Likely paper structure

Architecture: device → edge → city layer.
Federation protocol: clients compute local gradients on local traffic data; aggregator combines them into a global model; global model is deployed back to clients.
Evaluation: prediction accuracy (traffic flow, congestion, accident risk) vs. centralised baselines, communication cost, latency, privacy guarantees.

Why this paper closes the loop with L1's CDR

Stewardship of citizen-generated traffic data → federation/edge is how you operationalise stewardship at city scale.
Transparency / Truth → DTs are only legitimate if their predictions are auditable; federated systems can be more auditable than monolithic clouds but only if standards demand it.
Bontje's Threats (privacy risks, overreliance) → federated edge architecture mitigates the first but not the second.

Why this matters for an open society

L7 is methodologically diverse but normatively unified by the Promises × Risks lens:

Medical AI → Transitions & Wellbeing pillar (healthcare delivery), with Equity & Diversity stakes (discriminatory misuse, biological determinism).
Digital twins → Open Cities and Behaviour & Institutions platforms, with privacy and overreliance as Equity & Democracy threats.
The unifying argument across both halves: AI in high-stakes thematic domains demands method-literate citizens, scientists, and policymakers — you cannot evaluate the legitimacy of a clinical classifier or a smart-city DT without understanding the basics of the underlying algorithm. This is essentially the course's core normative claim, re-stated in a thematic key.
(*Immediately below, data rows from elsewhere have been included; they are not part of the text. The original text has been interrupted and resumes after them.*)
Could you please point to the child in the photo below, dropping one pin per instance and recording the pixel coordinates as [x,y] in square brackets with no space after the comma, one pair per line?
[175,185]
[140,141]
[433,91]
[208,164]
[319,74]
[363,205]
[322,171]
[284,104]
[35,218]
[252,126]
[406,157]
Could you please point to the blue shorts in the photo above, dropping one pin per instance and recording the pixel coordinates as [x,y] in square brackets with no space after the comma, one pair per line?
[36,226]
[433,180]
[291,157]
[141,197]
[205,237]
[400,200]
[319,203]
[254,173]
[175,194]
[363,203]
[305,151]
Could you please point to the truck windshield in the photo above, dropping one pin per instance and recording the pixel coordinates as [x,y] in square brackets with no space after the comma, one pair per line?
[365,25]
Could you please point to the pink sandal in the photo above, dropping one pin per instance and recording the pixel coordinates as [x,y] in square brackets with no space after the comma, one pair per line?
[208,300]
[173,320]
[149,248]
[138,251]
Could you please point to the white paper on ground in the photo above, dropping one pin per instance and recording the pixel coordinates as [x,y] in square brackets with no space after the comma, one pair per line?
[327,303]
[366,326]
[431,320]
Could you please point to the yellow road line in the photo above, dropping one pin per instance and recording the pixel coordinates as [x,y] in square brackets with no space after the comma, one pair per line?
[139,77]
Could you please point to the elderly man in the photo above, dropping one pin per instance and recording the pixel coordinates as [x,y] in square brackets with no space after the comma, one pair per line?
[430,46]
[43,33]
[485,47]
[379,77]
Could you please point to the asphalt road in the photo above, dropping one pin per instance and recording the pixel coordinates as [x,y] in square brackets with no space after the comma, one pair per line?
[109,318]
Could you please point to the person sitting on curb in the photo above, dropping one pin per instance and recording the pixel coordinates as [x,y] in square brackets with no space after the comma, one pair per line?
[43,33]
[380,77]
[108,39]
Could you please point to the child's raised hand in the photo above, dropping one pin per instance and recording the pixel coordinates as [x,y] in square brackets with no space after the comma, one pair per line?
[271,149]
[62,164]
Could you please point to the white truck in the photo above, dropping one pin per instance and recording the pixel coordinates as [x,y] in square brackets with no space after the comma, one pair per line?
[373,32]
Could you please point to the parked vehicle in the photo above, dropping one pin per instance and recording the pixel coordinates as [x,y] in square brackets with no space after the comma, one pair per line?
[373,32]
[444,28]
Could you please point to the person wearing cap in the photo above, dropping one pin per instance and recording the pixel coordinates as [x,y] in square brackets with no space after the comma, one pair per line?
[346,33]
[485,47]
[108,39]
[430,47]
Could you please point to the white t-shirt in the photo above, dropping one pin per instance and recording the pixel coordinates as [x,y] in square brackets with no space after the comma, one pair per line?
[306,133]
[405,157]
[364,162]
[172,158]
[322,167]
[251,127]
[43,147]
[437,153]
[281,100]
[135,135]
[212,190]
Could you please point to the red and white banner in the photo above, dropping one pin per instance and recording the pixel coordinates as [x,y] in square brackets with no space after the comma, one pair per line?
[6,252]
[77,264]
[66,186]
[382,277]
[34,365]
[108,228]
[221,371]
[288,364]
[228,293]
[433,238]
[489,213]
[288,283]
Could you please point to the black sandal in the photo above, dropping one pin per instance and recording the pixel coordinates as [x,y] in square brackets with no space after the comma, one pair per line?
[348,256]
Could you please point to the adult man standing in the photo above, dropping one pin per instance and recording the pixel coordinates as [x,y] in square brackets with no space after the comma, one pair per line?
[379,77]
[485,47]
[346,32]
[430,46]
Likely essay-question angles

"Distinguish classification from stratification in medical AI. Apply each to a concrete example from Van Rooij's lecture and discuss its risks."
"What is a digital twin of a city? Use Bontje's SWOT to argue whether the Dutch DMI programme is more likely to advance or threaten the IOS pillar 'Open Cities'."
"Wang et al. (2023) use federated edge learning for traffic DTs. Explain how this architecture mitigates some of Bontje's listed threats but not others. Tie back to Elliott's TRUST."
"Compare medical AI and traffic DTs as deployments of opaque ML systems in high-stakes public domains. Which of Grimmelikhuijsen & Meijer's six threats is most acute for each?"

Quick self-test

Difference between classification and stratification in ML — give one medical example of each.
Three risks Van Rooij identifies for classification of psychiatric patients from neuroimaging.
Definition of a digital twin — and what does "bi-directional" mean here?
Bontje's SWOT: name one item in each of the four cells.
Why federated learning + edge inference for traffic DTs? Three reasons.
Which IOS platforms does each half of L7 most directly speak to?